In the present study, we determined the transcriptome changes that occur in response to different salinity gradients in the gill of the yellow drum. The results of this study could be a valuable resource for understanding the mechanisms of salinity adaptation and for promoting genetic studies in the yellow drum.
2. Materials and Methods
2.1. Ethics Statement
The yellow drum is not an endangered species. We anesthetized it with eugenol in field experiments to minimize the pain of all of the sample fish. All animal experiments were conducted in accordance with the Guidelines for Experimental Animals of the Ministry of Science and Technology (Beijing, China, no. 398, 30 September 2006).

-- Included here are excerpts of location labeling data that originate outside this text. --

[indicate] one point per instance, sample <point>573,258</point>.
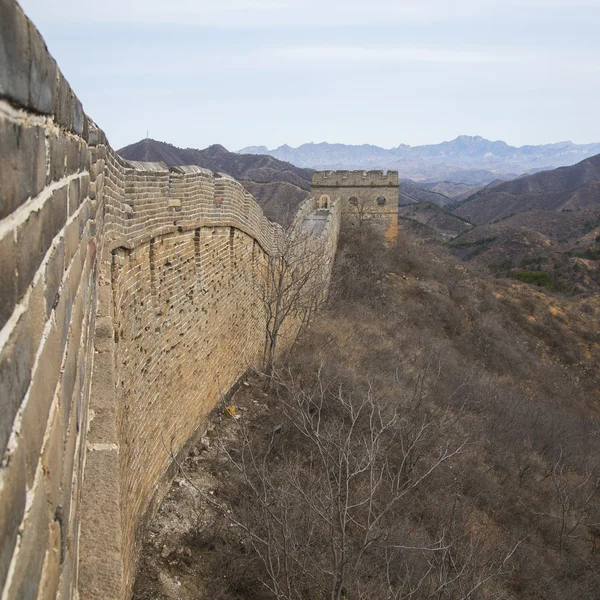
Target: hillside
<point>430,221</point>
<point>566,188</point>
<point>434,429</point>
<point>278,187</point>
<point>543,229</point>
<point>466,159</point>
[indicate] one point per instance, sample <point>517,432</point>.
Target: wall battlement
<point>355,178</point>
<point>127,310</point>
<point>363,195</point>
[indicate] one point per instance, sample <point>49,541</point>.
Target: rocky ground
<point>179,551</point>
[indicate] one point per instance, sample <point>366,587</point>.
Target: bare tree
<point>291,284</point>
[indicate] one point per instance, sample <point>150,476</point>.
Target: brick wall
<point>364,195</point>
<point>127,309</point>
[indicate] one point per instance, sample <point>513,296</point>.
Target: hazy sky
<point>384,72</point>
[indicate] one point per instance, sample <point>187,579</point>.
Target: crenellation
<point>128,311</point>
<point>364,195</point>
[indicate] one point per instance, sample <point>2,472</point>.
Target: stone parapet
<point>126,314</point>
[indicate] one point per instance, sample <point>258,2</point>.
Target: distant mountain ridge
<point>466,159</point>
<point>566,188</point>
<point>278,186</point>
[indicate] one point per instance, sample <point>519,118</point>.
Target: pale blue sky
<point>384,72</point>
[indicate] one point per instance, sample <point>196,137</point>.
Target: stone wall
<point>365,195</point>
<point>126,313</point>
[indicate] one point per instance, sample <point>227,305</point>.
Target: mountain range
<point>472,160</point>
<point>279,187</point>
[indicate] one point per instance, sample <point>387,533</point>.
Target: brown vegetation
<point>432,435</point>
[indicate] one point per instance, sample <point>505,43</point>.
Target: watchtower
<point>365,195</point>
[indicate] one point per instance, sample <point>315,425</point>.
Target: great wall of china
<point>126,313</point>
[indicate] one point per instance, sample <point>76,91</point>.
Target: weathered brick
<point>25,580</point>
<point>12,506</point>
<point>22,164</point>
<point>62,101</point>
<point>14,53</point>
<point>57,155</point>
<point>8,278</point>
<point>35,236</point>
<point>51,569</point>
<point>37,407</point>
<point>63,317</point>
<point>66,485</point>
<point>16,361</point>
<point>74,195</point>
<point>42,82</point>
<point>74,148</point>
<point>54,275</point>
<point>52,458</point>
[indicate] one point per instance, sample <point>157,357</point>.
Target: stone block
<point>63,313</point>
<point>27,571</point>
<point>57,152</point>
<point>74,195</point>
<point>54,275</point>
<point>22,164</point>
<point>37,408</point>
<point>62,101</point>
<point>14,53</point>
<point>51,569</point>
<point>35,235</point>
<point>100,564</point>
<point>68,466</point>
<point>52,457</point>
<point>8,278</point>
<point>12,506</point>
<point>42,81</point>
<point>16,361</point>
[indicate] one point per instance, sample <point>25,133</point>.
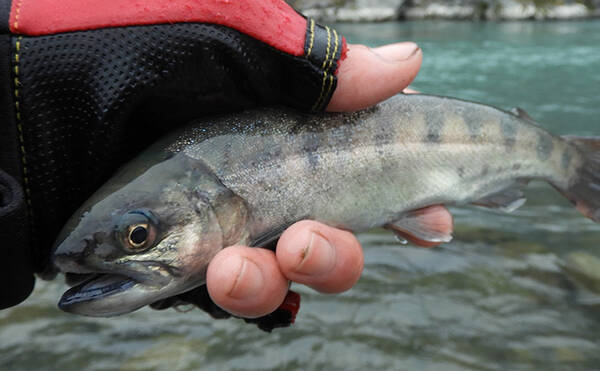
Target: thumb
<point>368,76</point>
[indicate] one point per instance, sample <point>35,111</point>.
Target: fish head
<point>147,240</point>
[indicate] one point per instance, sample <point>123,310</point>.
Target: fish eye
<point>138,235</point>
<point>137,230</point>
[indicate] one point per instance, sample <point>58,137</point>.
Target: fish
<point>150,232</point>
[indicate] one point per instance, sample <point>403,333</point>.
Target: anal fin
<point>507,200</point>
<point>520,112</point>
<point>429,226</point>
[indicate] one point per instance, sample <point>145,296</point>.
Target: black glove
<point>87,84</point>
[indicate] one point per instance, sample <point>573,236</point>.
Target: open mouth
<point>93,287</point>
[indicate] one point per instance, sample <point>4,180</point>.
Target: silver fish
<point>151,231</point>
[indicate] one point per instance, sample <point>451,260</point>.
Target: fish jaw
<point>129,282</point>
<point>105,295</point>
<point>118,279</point>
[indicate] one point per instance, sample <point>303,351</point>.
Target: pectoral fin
<point>429,226</point>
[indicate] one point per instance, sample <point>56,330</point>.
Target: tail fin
<point>584,192</point>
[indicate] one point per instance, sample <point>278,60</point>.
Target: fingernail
<point>398,52</point>
<point>317,257</point>
<point>249,280</point>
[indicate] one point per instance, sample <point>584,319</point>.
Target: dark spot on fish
<point>509,131</point>
<point>566,158</point>
<point>434,132</point>
<point>99,237</point>
<point>544,146</point>
<point>434,119</point>
<point>474,125</point>
<point>311,147</point>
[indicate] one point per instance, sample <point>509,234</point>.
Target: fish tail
<point>584,189</point>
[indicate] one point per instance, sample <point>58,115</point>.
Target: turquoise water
<point>518,291</point>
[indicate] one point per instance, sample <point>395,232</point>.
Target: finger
<point>368,76</point>
<point>327,259</point>
<point>246,281</point>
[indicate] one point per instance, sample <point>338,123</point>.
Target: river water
<point>518,291</point>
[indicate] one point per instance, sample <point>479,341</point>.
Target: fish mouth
<point>107,294</point>
<point>93,287</point>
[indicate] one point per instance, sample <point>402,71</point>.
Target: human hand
<point>252,282</point>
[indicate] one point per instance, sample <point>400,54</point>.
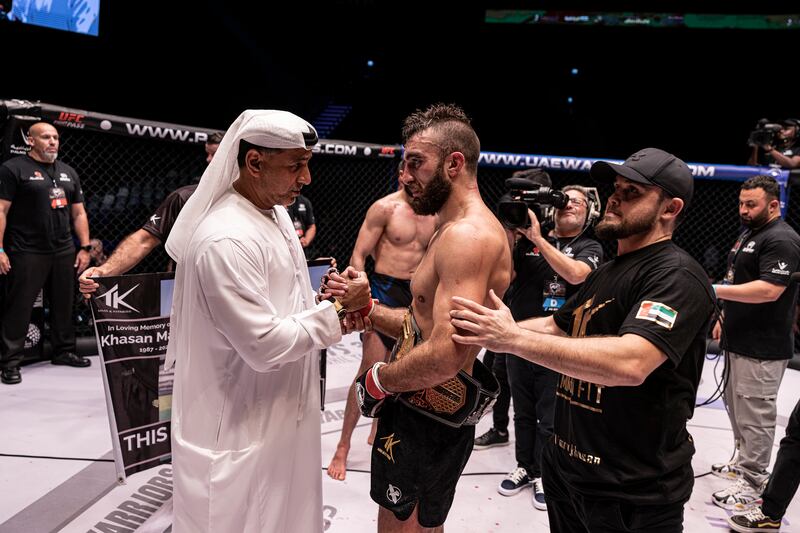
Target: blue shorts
<point>391,292</point>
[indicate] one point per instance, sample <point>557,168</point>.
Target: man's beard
<point>432,198</point>
<point>626,228</point>
<point>756,221</point>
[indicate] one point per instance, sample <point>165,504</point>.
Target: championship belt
<point>461,400</point>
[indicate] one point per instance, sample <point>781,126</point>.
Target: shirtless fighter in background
<point>396,238</point>
<point>434,391</point>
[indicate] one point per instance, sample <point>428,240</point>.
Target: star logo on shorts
<point>388,447</point>
<point>393,494</point>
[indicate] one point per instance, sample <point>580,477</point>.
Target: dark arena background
<point>548,85</point>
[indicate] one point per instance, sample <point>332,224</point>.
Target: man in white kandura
<point>245,336</point>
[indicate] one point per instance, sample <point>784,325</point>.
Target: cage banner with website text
<point>131,320</point>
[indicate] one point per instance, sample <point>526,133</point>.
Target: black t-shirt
<point>631,443</point>
<point>537,289</point>
<point>160,223</point>
<point>763,331</point>
<point>32,224</point>
<point>302,215</point>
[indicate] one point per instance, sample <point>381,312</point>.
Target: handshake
<point>350,294</point>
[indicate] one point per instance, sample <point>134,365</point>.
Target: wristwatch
<point>341,312</point>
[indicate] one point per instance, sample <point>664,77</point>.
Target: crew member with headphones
<point>548,270</point>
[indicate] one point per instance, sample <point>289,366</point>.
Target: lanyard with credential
<point>746,234</point>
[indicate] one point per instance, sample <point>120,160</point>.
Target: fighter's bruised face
<point>423,177</point>
<point>632,210</point>
<point>433,195</point>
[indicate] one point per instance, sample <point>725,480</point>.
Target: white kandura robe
<point>246,407</point>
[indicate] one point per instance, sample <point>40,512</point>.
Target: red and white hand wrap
<point>373,385</point>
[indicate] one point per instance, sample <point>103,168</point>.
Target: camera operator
<point>776,144</point>
<point>548,268</point>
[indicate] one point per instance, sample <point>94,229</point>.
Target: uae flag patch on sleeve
<point>661,314</point>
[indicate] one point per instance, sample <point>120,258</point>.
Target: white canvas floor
<point>56,474</point>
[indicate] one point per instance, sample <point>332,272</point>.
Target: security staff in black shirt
<point>39,196</point>
<point>152,234</point>
<point>756,333</point>
<point>629,347</point>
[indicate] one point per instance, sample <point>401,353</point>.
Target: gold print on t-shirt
<point>582,318</point>
<point>578,392</point>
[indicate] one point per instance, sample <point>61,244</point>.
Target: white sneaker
<point>740,496</point>
<point>514,482</point>
<point>728,469</point>
<point>538,494</point>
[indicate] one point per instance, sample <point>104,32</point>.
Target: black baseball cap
<point>650,166</point>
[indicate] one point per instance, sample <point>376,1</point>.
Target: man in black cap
<point>620,456</point>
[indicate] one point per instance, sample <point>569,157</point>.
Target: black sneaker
<point>516,480</point>
<point>70,359</point>
<point>491,438</point>
<point>10,376</point>
<point>754,521</point>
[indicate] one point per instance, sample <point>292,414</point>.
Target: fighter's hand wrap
<point>370,395</point>
<point>369,308</point>
<point>323,281</point>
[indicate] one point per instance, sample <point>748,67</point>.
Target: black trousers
<point>533,389</point>
<point>29,274</point>
<point>572,512</point>
<point>496,362</point>
<point>785,479</point>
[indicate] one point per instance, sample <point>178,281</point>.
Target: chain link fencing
<point>125,175</point>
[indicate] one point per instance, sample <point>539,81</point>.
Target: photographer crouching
<point>775,144</point>
<point>549,266</point>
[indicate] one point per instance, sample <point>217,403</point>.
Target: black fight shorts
<point>416,461</point>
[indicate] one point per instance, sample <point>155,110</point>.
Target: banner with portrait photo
<point>131,320</point>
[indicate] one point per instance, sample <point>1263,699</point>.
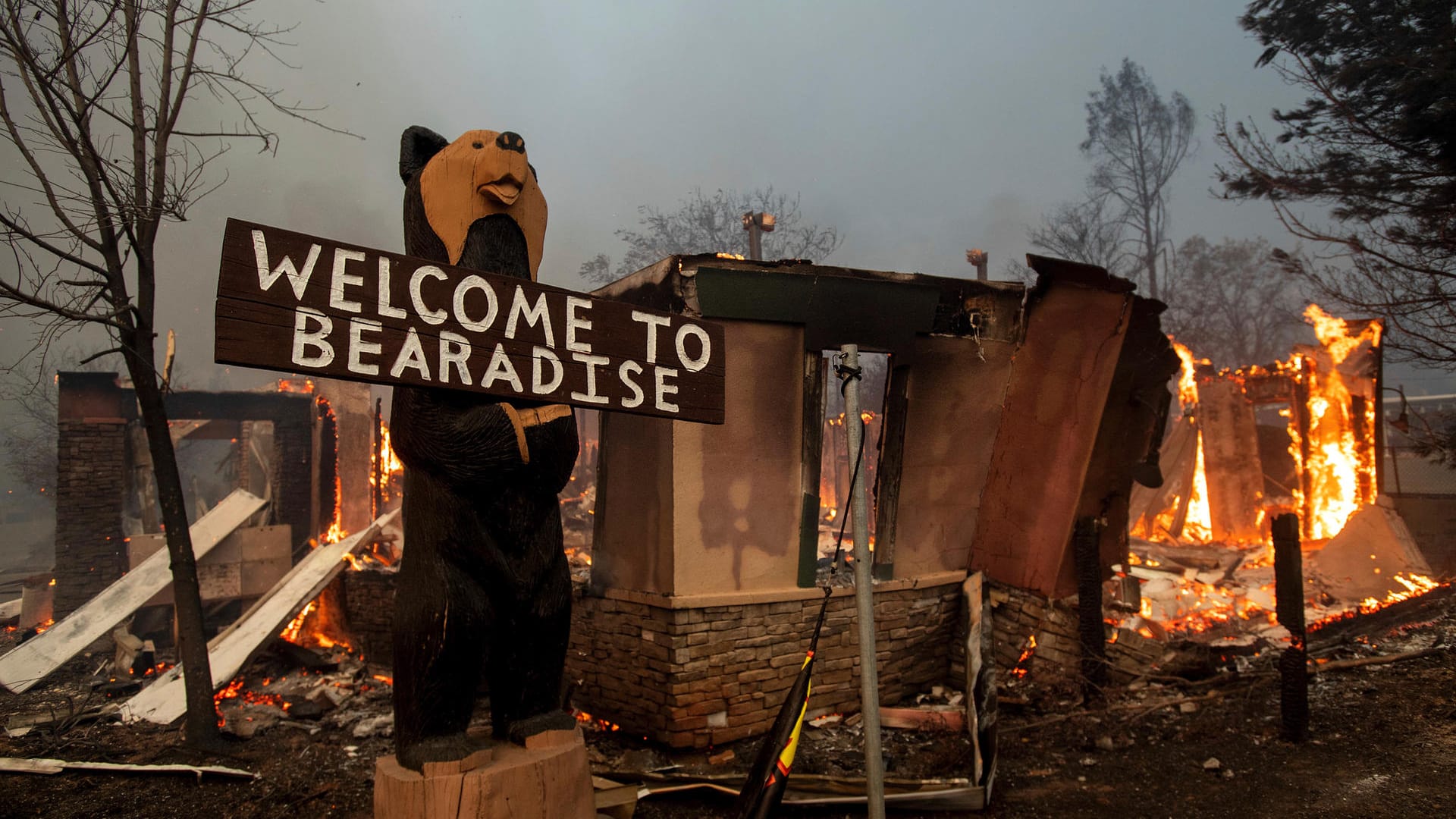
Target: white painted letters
<point>384,308</point>
<point>664,390</point>
<point>411,356</point>
<point>545,354</point>
<point>637,391</point>
<point>455,349</point>
<point>574,324</point>
<point>704,344</point>
<point>533,315</point>
<point>593,362</point>
<point>297,279</point>
<point>466,284</point>
<point>500,369</point>
<point>341,279</point>
<point>318,340</point>
<point>359,346</point>
<point>416,280</point>
<point>653,322</point>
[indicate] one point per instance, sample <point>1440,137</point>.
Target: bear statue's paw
<point>520,730</point>
<point>438,749</point>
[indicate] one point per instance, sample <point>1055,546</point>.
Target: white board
<point>30,662</point>
<point>165,700</point>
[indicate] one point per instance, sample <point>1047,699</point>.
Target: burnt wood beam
<point>811,447</point>
<point>887,474</point>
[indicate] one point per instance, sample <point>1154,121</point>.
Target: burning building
<point>1298,436</point>
<point>710,541</point>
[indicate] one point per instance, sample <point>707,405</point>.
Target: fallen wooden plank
<point>18,765</point>
<point>943,719</point>
<point>34,659</point>
<point>1375,661</point>
<point>820,790</point>
<point>165,700</point>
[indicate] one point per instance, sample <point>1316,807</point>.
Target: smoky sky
<point>916,129</point>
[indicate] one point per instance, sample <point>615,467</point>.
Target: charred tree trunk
<point>1289,598</point>
<point>201,714</point>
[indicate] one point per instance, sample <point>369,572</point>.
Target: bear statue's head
<point>472,203</point>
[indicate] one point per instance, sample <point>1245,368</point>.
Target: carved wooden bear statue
<point>484,583</point>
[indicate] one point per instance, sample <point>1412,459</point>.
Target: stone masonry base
<point>699,676</point>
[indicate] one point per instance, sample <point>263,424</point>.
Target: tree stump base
<point>548,779</point>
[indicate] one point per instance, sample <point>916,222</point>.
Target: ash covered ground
<point>1383,744</point>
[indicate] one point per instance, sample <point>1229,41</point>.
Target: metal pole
<point>864,599</point>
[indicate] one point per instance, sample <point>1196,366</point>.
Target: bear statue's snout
<point>504,188</point>
<point>510,140</point>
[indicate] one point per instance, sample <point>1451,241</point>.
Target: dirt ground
<point>1383,744</point>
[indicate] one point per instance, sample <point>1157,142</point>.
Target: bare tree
<point>1136,142</point>
<point>714,223</point>
<point>1232,302</point>
<point>95,99</point>
<point>1084,232</point>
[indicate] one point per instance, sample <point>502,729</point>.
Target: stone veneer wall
<point>1019,614</point>
<point>91,550</point>
<point>699,676</point>
<point>293,471</point>
<point>369,604</point>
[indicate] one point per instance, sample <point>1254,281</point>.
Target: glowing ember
<point>296,385</point>
<point>1416,585</point>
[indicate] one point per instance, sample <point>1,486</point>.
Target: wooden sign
<point>300,303</point>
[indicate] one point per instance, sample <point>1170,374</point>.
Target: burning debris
<point>1200,547</point>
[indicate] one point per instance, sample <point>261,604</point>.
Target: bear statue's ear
<point>416,149</point>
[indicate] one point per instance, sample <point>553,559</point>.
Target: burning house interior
<point>1062,500</point>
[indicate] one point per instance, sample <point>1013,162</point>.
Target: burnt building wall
<point>91,480</point>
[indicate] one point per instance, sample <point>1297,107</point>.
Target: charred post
<point>1289,591</point>
<point>1087,537</point>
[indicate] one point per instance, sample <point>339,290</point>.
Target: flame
<point>1340,469</point>
<point>290,632</point>
<point>384,464</point>
<point>1187,387</point>
<point>587,720</point>
<point>1024,661</point>
<point>1334,466</point>
<point>1416,585</point>
<point>1199,522</point>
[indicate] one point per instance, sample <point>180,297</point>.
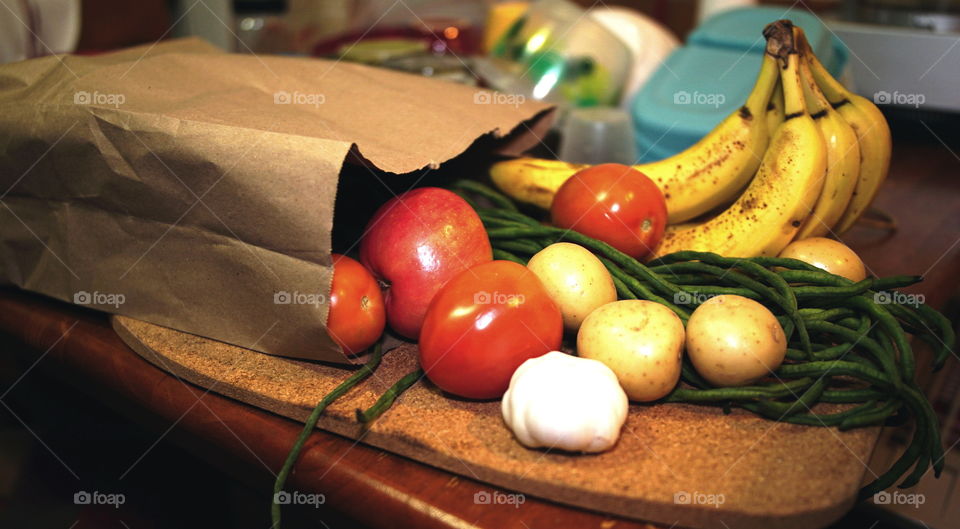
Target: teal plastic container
<point>701,83</point>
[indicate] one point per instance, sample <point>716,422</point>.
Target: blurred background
<point>635,80</point>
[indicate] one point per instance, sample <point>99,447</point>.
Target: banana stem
<point>767,79</point>
<point>835,92</point>
<point>792,91</point>
<point>816,102</point>
<point>781,46</point>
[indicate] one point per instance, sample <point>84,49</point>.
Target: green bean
<point>710,291</point>
<point>890,325</point>
<point>641,290</point>
<point>513,216</point>
<point>737,393</point>
<point>788,304</point>
<point>948,338</point>
<point>842,333</point>
<point>806,400</point>
<point>830,353</point>
<point>366,370</point>
<point>923,462</point>
<point>886,360</point>
<point>811,314</point>
<point>494,197</point>
<point>386,400</point>
<point>871,417</point>
<point>851,395</point>
<point>623,291</point>
<point>808,419</point>
<point>908,458</point>
<point>834,368</point>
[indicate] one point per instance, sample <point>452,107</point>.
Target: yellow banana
<point>775,109</point>
<point>708,174</point>
<point>769,213</point>
<point>873,135</point>
<point>843,160</point>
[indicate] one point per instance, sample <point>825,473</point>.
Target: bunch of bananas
<point>803,157</point>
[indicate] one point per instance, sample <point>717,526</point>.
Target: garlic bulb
<point>562,401</point>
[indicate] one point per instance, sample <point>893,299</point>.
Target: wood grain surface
<point>683,464</point>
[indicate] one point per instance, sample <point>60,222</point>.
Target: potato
<point>828,254</point>
<point>575,279</point>
<point>641,341</point>
<point>733,340</point>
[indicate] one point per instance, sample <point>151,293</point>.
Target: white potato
<point>575,279</point>
<point>641,341</point>
<point>827,254</point>
<point>733,340</point>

2.2. Experimental Fish and Salinity Stress Program
The experimental fish (10.1 ± 1.8 g) were from the Aoshanwei National Marine Research Center, Qingdao City, Shandong Province, China. The fish samples used in this study had been cultured in the farm using the natural seawater (temperature: 20 °C, salinity: 31 psu and pH: 7.5) since they were bred. In the manner of acute stress, the animals were placed in six separate aquariums (80 cm× 60 cm× 40 cm) with 9 fish per aquarium, each with a salinity gradient. The six salinities were 10, 15, 20, 25, 30, and 35 psu. Among them, 25 psu was used as the control group, and the other salinities were used as the treatment groups. A total of five groups of experiments with salinities of 10 vs. 25, 15 vs. 25, 20 vs. 25, 30 vs. 25, and 35 vs. 25 were analyzed. After 24 h of salinity stress, all samples were active, and no samples died. A total of three experimental individuals of similar size, vigor, and health were immediately euthanized and sampled in each experimental group. Gill tissues were collected and quickly frozen in liquid nitrogen for RNA extraction.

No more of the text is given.